1. **Scale and Zero Point:**
   - **Scale:** This is a factor used to map the floating-point range to the integer range. It determines the granularity of the quantized values.
   - **Zero Point:** This is the integer value that corresponds to the zero value in the floating-point range. It allows the representation of negative numbers when using unsigned integers.

2. **Quantization Formula:**
   $$
   Q_x = \text{round}\left(\frac{x}{\text{scale}} + \text{zero\_point}\right)
   $$
   Here, $( x )$ is the original floating-point value, $( Q_x )$ is the quantized integer value, and the `round` function rounds the result to the nearest integer.

3. **Dequantization Formula:**
   $$
   x = \text{scale} \times (Q_x - \text{zero\_point})
   $$
   This formula maps the quantized integer back to the original floating-point value.

### Symmetric Quantization

In symmetric quantization, the quantization range is symmetric around zero. This means that the range of positive and negative values is equal, and the zero point is typically zero. Symmetric quantization is simple and computationally efficient because the quantization and dequantization processes do not require adding a zero point.

- **Formula:**
  $$
  Q_x = \text{round}\left(\frac{x}{\text{scale}}\right)
  $$
  $$
  x = \text{scale} \times Q_x
  $$

- **Advantages:**
  - Easier to implement and understand.
  - Requires fewer calculations (no need for zero point adjustment).
  - Often sufficient for weights in neural networks where the distribution is roughly symmetric around zero.

- **Disadvantages:**
  - May not be efficient for data where the distribution is not symmetric around zero, potentially leading to a loss of precision.

### Asymmetric Quantization

In asymmetric quantization, the quantization range is not symmetric around zero. This allows for a better fit for data distributions that are skewed or do not center around zero. The zero point is a non-zero integer value, enabling the representation of both positive and negative ranges more effectively.

- **Formula:**
  $$
  Q_x = \text{round}\left(\frac{x}{\text{scale}} + \text{zero\_point}\right)
  $$
  $$
  x = \text{scale} \times (Q_x - \text{zero\_point})
  $$

- **Advantages:**
  - More flexible and can handle a wider range of data distributions.
  - Better suited for activations in neural networks where data can be non-symmetric and skewed.

- **Disadvantages:**
  - More complex to implement.
  - Requires additional calculations for the zero point adjustment.

### Example in PyTorch

Here's how you can implement symmetric and asymmetric quantization in PyTorch:

In [None]:
import torch

# Example tensor
tensor = torch.tensor([1.2123, 2.3535, -1.1674, -2.4335, 0.5444, -0.3590])

# Symmetric Quantization
def symmetric_quantize(tensor, scale):
    return torch.round(tensor / scale)

def symmetric_dequantize(tensor, scale):
    return tensor * scale

scale = 0.1
quantized_tensor_sym = symmetric_quantize(tensor, scale)
dequantized_tensor_sym = symmetric_dequantize(quantized_tensor_sym, scale)

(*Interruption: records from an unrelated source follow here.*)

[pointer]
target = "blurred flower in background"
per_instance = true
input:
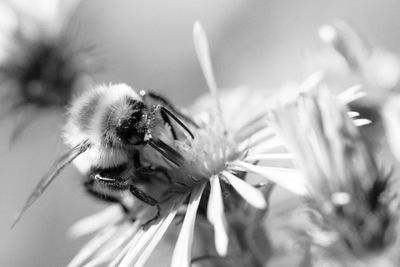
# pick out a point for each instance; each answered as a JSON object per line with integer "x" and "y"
{"x": 348, "y": 193}
{"x": 41, "y": 66}
{"x": 350, "y": 59}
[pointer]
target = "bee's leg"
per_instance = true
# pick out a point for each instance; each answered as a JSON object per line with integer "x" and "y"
{"x": 168, "y": 104}
{"x": 90, "y": 189}
{"x": 166, "y": 113}
{"x": 141, "y": 195}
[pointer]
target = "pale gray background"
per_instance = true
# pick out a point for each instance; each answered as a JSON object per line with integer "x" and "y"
{"x": 148, "y": 44}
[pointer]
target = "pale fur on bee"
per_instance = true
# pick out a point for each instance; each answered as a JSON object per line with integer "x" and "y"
{"x": 87, "y": 117}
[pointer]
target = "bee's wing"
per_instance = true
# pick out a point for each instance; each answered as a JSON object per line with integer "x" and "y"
{"x": 63, "y": 161}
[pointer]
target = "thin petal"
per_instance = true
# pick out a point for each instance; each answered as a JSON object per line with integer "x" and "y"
{"x": 203, "y": 55}
{"x": 181, "y": 256}
{"x": 125, "y": 250}
{"x": 353, "y": 114}
{"x": 269, "y": 156}
{"x": 361, "y": 122}
{"x": 134, "y": 251}
{"x": 351, "y": 94}
{"x": 92, "y": 246}
{"x": 289, "y": 179}
{"x": 252, "y": 195}
{"x": 312, "y": 81}
{"x": 216, "y": 216}
{"x": 107, "y": 253}
{"x": 96, "y": 222}
{"x": 156, "y": 239}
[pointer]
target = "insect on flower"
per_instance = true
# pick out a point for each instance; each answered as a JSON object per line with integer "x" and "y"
{"x": 113, "y": 125}
{"x": 135, "y": 144}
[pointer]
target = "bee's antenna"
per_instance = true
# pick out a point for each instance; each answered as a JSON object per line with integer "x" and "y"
{"x": 63, "y": 161}
{"x": 203, "y": 54}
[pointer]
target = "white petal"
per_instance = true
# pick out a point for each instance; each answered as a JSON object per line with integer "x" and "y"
{"x": 312, "y": 81}
{"x": 156, "y": 239}
{"x": 269, "y": 156}
{"x": 97, "y": 221}
{"x": 289, "y": 179}
{"x": 203, "y": 55}
{"x": 263, "y": 147}
{"x": 125, "y": 250}
{"x": 114, "y": 245}
{"x": 135, "y": 250}
{"x": 252, "y": 195}
{"x": 351, "y": 94}
{"x": 353, "y": 114}
{"x": 182, "y": 252}
{"x": 216, "y": 216}
{"x": 92, "y": 246}
{"x": 361, "y": 122}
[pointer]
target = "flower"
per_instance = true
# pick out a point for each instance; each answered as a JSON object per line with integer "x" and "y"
{"x": 347, "y": 191}
{"x": 39, "y": 66}
{"x": 232, "y": 138}
{"x": 355, "y": 61}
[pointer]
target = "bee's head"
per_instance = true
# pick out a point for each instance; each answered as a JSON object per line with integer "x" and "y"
{"x": 131, "y": 124}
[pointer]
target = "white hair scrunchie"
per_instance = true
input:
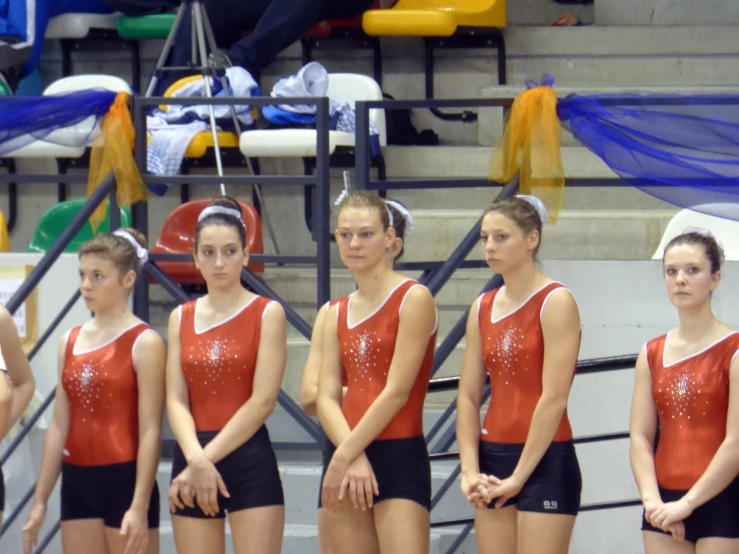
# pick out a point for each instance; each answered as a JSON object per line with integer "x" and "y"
{"x": 212, "y": 210}
{"x": 707, "y": 233}
{"x": 409, "y": 221}
{"x": 141, "y": 253}
{"x": 538, "y": 206}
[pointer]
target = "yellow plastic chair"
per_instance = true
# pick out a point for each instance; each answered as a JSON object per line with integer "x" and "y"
{"x": 444, "y": 24}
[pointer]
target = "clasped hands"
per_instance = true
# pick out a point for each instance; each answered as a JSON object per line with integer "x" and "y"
{"x": 668, "y": 516}
{"x": 198, "y": 483}
{"x": 480, "y": 489}
{"x": 354, "y": 477}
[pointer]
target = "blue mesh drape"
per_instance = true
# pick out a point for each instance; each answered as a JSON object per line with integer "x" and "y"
{"x": 66, "y": 119}
{"x": 683, "y": 149}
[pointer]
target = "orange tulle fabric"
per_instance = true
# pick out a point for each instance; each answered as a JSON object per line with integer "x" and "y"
{"x": 531, "y": 146}
{"x": 112, "y": 150}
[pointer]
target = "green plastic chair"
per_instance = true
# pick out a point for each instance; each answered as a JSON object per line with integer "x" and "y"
{"x": 59, "y": 217}
{"x": 146, "y": 27}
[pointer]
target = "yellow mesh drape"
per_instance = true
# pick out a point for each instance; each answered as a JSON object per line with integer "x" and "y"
{"x": 531, "y": 146}
{"x": 4, "y": 239}
{"x": 113, "y": 150}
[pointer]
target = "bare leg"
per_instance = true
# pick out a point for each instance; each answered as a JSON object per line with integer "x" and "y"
{"x": 117, "y": 542}
{"x": 402, "y": 526}
{"x": 352, "y": 531}
{"x": 496, "y": 530}
{"x": 544, "y": 533}
{"x": 194, "y": 535}
{"x": 716, "y": 545}
{"x": 657, "y": 543}
{"x": 84, "y": 535}
{"x": 258, "y": 530}
{"x": 324, "y": 541}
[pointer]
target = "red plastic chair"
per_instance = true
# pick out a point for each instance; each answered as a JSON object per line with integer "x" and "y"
{"x": 178, "y": 237}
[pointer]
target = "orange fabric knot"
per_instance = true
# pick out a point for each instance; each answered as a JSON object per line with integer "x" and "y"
{"x": 531, "y": 146}
{"x": 112, "y": 150}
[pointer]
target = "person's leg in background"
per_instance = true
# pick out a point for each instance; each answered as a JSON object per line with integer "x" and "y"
{"x": 282, "y": 23}
{"x": 228, "y": 19}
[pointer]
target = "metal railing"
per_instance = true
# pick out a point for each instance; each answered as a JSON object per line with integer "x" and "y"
{"x": 140, "y": 213}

print("Symmetric Quantization")
print("Original tensor:", tensor)
print("Quantized tensor:", quantized_tensor_sym)
print("Dequantized tensor:", dequantized_tensor_sym)

# Asymmetric Quantization
def asymmetric_quantize(tensor, scale, zero_point):
    return torch.round(tensor / scale + zero_point)

def asymmetric_dequantize(tensor, scale, zero_point):
    return scale * (tensor - zero_point)

scale = 0.1
zero_point = 128
quantized_tensor_asym = asymmetric_quantize(tensor, scale, zero_point)
dequantized_tensor_asym = asymmetric_dequantize(quantized_tensor_asym, scale, zero_point)

print("\nAsymmetric Quantization")
print("Original tensor:", tensor)
print("Quantized tensor:", quantized_tensor_asym)
print("Dequantized tensor:", dequantized_tensor_asym)

Symmetric Quantization
Original tensor: tensor([ 1.2123,  2.3535, -1.1674, -2.4335,  0.5444, -0.3590])
Quantized tensor: tensor([ 12.,  24., -12., -24.,   5.,  -4.])
Dequantized tensor: tensor([ 1.2000,  2.4000, -1.2000, -2.4000,  0.5000, -0.4000])

Asymmetric Quantization
Original tensor: tensor([ 1.2123,  2.3535, -1.1674, -2.4335,  0.5444, -0.3590])
Quantized tensor: tensor([140., 152., 116., 104., 133., 124.])
Dequantized tensor: tensor([ 1.2000,  2.4000, -1.2000, -2.4000,  0.5000, -0.4000])